What kinds of improvements can users expect in how Solaris operates on Intel boxes? There are several things: taking advantage of advanced power management features, we will work directly with Intel to reduce power utilization of servers at different workloads. The second thing we are going to work with them on is on I/O performance. Intel platforms have some I/O acceleration features, and together with Intel's help we can integrate changes in Solaris that greatly improve the efficiency and the performance of I/O on those platforms. The third area that we can work on is on reliability. Solaris has this feature called self-healing which is the ability to properly handle problems in the hardware and then continue to operate.
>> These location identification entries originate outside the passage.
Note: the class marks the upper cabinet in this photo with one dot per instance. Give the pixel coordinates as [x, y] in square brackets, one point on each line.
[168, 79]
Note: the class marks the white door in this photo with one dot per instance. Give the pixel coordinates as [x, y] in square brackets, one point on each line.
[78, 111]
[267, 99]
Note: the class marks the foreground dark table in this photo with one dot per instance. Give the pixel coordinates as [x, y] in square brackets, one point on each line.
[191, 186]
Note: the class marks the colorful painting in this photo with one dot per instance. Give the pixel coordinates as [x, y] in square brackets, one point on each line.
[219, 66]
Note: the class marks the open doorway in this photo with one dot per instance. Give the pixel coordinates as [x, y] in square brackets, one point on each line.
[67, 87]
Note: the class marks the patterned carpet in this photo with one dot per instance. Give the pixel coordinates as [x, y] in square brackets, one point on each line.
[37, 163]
Together with Intel we can actually integrate changes in Solaris to make it work particularly well on Intel platforms so we have a really high degrees of reliability.

When will these improvement appear? Will they be available in the first server products due to be released this year? Where most of these changes will appear is actually in OpenSolaris first. And so they will start appearing during calendar 2007. It's basically going to be a continuous thread of innovation, not just some big bang.

What other things will you be doing? Are you going to try to create scale-up platforms? What we're saying is that we are going to collaborate on greater than four-way systems -- and that can be a whole bunch of different activities -- making sure Solaris works well on them, as well as designing systems around them. Beyond that, I'm not going to go into any details of what exactly we are doing because I don't want to disclose any future product plans at this time.

What will this mean for the Solaris update schedule? We just released Solaris update 3 and as we start to integrate changes that we work on together with Intel, they will just roll into the regular updates.

Sun has sold some server products already that were Intel based... Yes, we used to have the LX50 server and the V60 and V65 servers, both of which were dual processor servers. We discontinued selling those in 2005.